Posted by shirleycurran on 17 June 2016

img006 (2)Some themes are irresistible. Who could read the ODQ and come across the Timothy Leary quotation ‘Turn on, tune in, drop out’ and not think ‘Ah, that’s a superb theme for a crossword’? Well, I certainly couldn’t and seven years ago set my version and sent it off to my kind test-solvers, only to open my mail and find one on exactly the same theme from one of them. Nudd’s appeared in the Magpie in 2010 (issue 92, No 2 Political Statement) and mine sat on the side burner until it appeared in May 2015 as ‘Seriously’ ( How Dysart must have cursed us, as his was probably already in the Listener queue.

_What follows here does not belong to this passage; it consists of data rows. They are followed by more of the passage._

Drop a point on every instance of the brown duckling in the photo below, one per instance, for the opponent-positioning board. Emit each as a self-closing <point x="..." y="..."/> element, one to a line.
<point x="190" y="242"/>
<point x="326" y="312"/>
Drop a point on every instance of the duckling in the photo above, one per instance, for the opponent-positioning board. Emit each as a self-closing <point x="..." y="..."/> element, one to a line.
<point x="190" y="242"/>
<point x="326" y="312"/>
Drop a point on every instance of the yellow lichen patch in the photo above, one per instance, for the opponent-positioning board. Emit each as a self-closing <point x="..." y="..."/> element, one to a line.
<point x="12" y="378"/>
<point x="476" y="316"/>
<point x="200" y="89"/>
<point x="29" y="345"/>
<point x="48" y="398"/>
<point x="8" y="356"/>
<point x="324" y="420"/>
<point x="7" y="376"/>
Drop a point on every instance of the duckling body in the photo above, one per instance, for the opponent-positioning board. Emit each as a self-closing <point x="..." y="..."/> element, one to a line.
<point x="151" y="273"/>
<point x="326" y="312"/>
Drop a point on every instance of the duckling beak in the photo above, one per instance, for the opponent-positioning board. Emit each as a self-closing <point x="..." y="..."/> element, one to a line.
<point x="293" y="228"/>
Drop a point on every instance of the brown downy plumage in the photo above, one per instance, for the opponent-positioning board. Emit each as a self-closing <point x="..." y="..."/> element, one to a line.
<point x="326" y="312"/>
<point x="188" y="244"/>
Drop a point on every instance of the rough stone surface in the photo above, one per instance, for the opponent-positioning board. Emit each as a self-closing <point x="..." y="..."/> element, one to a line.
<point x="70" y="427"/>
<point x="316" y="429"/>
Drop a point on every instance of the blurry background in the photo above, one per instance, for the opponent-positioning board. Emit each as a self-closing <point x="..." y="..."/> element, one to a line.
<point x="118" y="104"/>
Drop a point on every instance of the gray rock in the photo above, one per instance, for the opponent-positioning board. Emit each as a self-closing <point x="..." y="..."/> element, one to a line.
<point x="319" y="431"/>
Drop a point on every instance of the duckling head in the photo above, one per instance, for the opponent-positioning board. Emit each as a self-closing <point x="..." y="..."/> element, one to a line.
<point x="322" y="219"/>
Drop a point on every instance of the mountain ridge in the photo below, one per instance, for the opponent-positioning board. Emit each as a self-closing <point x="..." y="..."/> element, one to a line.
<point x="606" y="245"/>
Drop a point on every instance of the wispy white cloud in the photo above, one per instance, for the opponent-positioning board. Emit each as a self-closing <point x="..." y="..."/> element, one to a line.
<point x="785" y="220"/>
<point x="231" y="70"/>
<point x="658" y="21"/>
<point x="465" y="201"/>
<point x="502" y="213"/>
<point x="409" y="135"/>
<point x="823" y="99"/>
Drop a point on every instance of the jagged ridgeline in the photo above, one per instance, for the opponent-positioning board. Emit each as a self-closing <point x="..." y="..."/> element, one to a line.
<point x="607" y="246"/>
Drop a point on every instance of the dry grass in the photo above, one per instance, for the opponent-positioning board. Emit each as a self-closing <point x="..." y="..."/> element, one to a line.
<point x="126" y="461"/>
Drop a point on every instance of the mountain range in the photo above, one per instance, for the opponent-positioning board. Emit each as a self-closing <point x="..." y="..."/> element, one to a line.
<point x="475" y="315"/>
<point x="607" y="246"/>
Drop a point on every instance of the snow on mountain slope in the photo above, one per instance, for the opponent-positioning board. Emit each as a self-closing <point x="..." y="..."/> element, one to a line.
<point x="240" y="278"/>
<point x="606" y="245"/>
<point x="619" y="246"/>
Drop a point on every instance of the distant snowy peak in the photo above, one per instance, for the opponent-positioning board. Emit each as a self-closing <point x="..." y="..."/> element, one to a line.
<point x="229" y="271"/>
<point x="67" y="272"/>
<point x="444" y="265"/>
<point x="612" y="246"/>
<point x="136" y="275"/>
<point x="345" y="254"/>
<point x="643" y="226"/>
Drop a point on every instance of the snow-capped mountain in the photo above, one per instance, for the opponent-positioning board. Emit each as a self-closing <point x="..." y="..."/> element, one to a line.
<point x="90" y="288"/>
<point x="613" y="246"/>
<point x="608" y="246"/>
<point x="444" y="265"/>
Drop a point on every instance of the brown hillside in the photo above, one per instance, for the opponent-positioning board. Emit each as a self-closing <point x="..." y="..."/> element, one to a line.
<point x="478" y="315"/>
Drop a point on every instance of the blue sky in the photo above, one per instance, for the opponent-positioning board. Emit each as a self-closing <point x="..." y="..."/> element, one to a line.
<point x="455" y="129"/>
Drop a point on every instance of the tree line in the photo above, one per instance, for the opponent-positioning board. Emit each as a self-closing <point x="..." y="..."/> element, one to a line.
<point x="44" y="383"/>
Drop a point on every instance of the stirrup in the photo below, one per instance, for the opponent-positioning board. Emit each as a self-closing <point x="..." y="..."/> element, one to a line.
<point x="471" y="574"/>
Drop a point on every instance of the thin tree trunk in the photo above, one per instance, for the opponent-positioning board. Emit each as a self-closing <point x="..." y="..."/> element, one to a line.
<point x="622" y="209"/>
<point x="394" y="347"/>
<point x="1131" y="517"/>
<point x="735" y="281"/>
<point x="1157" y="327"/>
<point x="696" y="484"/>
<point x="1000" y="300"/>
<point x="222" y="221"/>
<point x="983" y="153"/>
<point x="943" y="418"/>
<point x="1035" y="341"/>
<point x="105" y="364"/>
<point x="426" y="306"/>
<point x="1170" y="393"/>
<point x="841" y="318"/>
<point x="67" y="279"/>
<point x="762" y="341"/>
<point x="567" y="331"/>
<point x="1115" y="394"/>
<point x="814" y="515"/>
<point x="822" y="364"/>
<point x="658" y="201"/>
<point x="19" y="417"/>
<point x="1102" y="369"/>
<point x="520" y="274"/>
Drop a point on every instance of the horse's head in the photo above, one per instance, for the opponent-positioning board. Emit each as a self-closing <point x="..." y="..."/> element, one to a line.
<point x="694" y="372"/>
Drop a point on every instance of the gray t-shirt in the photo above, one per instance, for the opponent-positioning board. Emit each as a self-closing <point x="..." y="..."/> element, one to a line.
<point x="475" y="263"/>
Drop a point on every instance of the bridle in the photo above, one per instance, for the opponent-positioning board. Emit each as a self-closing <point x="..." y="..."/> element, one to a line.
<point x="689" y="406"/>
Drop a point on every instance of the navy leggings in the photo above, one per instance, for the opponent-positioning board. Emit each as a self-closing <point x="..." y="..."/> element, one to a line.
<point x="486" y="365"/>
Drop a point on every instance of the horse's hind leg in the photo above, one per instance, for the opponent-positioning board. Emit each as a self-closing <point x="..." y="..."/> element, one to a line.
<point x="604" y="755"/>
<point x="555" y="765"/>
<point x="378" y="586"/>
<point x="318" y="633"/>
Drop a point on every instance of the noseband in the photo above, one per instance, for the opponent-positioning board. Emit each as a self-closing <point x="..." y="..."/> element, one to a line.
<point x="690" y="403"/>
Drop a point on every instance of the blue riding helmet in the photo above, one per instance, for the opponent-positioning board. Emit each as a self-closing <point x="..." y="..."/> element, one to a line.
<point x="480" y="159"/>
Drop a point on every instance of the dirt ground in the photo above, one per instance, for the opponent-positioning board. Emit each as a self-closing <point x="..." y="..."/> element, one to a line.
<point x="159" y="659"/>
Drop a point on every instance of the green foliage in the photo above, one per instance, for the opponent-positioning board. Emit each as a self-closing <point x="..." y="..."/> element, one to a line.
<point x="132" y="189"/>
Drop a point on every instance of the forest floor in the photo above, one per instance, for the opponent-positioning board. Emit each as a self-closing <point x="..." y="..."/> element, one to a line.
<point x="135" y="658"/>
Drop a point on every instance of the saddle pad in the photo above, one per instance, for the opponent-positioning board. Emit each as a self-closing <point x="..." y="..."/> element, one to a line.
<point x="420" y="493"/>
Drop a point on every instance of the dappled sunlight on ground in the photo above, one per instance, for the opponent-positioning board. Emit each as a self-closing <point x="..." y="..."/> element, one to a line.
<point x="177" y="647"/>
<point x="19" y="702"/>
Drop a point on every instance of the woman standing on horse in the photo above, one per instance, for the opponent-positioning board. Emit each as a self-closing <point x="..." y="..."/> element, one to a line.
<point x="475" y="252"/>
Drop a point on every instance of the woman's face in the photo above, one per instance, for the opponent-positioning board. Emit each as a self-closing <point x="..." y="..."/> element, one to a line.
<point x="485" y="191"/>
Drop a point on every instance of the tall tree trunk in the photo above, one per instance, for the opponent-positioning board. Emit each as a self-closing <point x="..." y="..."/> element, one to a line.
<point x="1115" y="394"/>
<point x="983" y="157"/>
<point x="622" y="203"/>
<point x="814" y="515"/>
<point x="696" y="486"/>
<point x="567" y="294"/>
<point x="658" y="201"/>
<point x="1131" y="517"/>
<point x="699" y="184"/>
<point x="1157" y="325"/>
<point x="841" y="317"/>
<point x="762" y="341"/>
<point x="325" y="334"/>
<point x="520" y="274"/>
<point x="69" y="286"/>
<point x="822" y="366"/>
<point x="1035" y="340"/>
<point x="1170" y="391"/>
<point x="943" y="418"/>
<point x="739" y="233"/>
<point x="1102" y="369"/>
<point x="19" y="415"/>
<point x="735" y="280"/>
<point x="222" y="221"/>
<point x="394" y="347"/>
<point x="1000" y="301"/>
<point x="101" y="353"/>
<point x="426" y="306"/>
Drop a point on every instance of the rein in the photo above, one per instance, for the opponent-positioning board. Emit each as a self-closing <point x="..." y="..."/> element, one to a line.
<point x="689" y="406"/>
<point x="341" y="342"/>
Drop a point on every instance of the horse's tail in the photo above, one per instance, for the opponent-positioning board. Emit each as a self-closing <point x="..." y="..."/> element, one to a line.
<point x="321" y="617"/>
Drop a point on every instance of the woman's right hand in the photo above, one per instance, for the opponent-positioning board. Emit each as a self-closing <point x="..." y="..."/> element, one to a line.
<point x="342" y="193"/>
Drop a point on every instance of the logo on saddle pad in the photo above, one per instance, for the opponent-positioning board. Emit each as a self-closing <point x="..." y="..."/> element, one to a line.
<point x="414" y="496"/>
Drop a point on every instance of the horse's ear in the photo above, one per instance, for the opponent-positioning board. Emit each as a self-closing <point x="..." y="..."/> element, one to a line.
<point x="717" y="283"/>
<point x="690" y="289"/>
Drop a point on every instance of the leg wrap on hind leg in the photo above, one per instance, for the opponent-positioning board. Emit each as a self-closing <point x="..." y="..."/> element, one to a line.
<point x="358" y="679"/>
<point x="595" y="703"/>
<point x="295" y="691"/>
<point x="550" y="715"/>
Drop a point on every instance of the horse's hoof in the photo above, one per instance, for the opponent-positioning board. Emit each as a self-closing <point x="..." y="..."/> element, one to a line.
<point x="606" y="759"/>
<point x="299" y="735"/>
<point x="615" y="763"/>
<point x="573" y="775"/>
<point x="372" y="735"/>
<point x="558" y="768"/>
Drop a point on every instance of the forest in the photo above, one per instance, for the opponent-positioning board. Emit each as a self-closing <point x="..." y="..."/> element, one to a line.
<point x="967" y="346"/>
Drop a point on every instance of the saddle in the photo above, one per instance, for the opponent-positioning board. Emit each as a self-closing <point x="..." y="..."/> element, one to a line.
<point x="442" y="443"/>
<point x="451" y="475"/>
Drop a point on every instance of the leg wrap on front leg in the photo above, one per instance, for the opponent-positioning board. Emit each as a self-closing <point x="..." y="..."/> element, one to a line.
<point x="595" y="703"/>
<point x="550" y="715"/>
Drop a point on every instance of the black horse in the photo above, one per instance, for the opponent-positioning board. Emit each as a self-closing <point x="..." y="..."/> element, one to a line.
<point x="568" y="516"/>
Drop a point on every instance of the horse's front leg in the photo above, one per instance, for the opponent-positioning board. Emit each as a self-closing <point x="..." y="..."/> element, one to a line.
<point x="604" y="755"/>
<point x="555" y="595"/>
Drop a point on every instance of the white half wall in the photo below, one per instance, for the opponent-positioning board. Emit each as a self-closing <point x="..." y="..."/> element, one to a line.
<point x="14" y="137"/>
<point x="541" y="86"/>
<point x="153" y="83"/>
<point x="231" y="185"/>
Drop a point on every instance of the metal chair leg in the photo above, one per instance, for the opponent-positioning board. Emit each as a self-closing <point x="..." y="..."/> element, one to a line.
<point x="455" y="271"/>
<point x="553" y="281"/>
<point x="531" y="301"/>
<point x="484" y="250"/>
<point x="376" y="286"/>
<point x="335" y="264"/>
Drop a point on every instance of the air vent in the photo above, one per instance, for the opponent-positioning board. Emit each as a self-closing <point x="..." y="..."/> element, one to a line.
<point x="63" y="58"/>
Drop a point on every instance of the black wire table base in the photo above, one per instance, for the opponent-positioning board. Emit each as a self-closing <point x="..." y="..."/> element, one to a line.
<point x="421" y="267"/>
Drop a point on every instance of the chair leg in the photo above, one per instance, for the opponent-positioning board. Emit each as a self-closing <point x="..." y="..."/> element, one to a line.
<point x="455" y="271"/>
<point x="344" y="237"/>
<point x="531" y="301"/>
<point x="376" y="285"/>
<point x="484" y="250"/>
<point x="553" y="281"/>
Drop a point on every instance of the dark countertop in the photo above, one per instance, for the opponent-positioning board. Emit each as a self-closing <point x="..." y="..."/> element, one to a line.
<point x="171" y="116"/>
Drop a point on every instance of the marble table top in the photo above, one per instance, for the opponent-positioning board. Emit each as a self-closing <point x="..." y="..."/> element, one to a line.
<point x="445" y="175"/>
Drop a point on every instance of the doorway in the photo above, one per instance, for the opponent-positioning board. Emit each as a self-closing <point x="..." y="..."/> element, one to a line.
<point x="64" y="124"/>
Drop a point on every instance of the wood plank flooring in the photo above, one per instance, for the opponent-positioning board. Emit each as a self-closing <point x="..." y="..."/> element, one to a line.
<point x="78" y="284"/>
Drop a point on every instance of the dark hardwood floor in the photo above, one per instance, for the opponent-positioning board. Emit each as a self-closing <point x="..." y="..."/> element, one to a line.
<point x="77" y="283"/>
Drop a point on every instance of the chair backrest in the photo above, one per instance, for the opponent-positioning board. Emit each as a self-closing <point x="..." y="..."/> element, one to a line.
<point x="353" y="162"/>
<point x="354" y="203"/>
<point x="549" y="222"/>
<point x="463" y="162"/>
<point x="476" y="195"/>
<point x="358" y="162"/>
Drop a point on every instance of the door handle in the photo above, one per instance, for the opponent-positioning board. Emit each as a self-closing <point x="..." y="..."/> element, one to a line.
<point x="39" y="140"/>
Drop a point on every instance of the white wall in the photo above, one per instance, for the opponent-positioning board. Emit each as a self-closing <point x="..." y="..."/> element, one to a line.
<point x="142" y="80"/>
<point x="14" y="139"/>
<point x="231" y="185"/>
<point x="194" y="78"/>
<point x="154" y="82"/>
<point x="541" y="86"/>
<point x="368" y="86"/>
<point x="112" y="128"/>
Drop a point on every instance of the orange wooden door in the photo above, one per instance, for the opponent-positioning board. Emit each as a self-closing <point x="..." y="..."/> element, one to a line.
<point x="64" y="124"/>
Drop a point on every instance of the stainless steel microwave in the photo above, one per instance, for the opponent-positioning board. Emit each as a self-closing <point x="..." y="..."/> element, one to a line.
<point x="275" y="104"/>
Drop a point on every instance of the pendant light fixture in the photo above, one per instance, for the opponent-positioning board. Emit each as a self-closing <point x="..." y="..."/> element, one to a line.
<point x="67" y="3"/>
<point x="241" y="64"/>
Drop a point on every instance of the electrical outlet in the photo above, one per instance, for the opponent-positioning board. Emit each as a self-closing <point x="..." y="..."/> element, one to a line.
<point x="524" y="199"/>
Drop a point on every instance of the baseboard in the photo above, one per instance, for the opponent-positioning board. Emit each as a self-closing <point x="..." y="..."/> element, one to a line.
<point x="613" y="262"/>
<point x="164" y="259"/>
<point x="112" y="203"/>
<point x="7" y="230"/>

Easyjet had just cancelled our Thursday flight as a result of the French strike, and sent us racing across Belgium, Germany and Switzerland in an almost non-stop 24-hour drive so I was not looking forward to Friday evening’s solve but the theme leapt out at me ‘Twelve answers must be modified before entry … in one of three ways (four of each type), according to advice from a source that will become evident’. ‘Three Steps to Heaven’ claimed the title, so I scribbled ‘Turn on, tune in, drop out’ on my clue sheet before scanning the clues to confirm Dysart’s membership of the Listener Setters’ Oenophile Outfit.

LSD happily turned up as I scanned, and a likely TIMOTHY clue and a LEARY ‘Grass tree damaged by grubs (7)’ = TI + MOTHY and ‘Move up close to rival in low cunning (5)’ moved the L of rivaL up in EARLY giving LEARY.

Floods of alcohol and a fair amount of food turned up too. We had a ‘Son tucked into kind of sandwich and fried potatoes (5)’ S in ROTI = ROSTI, ‘Italian composer disposing of the Spanish pancakes (5)’ B[EL]LINI, ‘Shops old piece of meat about to be binned (6)’ O + [C]UTLET = OUTLET and ‘Casserole made from pieces of duck breast I stewed with ale (6)’ giving D B I ALE* = DIABLE. As well as that ale for cooking, Dysart had ‘French painter half drunk (3)’ [TIS]SOT and that drunkenness was no surprise as we then found ‘Hard American drinking a dash of rusty nail = BAD round R = BRAD, then ‘Drunk on this amount (5)’ LIT + RE and finally ‘Poet’s in need of a drink, perversely giving up whiskey for daughter (4)’ AWRY with D for W. Well, cheers, Dysart!

We knew what we were going to do in the grid and when I hopefully put TIMOTHY LEARY down the right hand side, intersecting with the I or ROSTI, and completed that row with INSURER, it seemed obvious where one of the four TUNEs had to go. We tentatively put DEF FOR[TUNE]AT as our top row and put an AIR into our bottom row with EMMY S[AIR]TED and the Y of LEARY. This placed 17 of the down clues and convinced us that those began with DIABLE. STRAIN obligingly completed our first column with DI[STRAIN]ABLE and, as we fitted the solutions to these relatively generous clues into our grid, ?ELODY appeared – obviously MELODY.

We knew we had to drop OUT four times. and soon located  [OUT]LET, L[OUT]ISH, [OUT]HER, and [OUT]DID and as the grid was populated, had only to confirm that we had turned ON four times: we found IONS, EONS, ONSET and ONUS – and all was well, except that I had been using bars to construct my grid and now had to remove them all and somehow split this set of 144 letters into 44 words with symmetry and only 56 bars.

I had admired Dysart’s cluing and use of the device, but this was certainly the master stroke. With 180° symmetry set on the ‘crossword compiler’ programme, it was a relatively easy and enjoyable task that took only a few minutes but I wonder how difficult it was for anyone working on the newspaper grid. It was certainly a brilliant piece of setting. Many thanks to Dysart.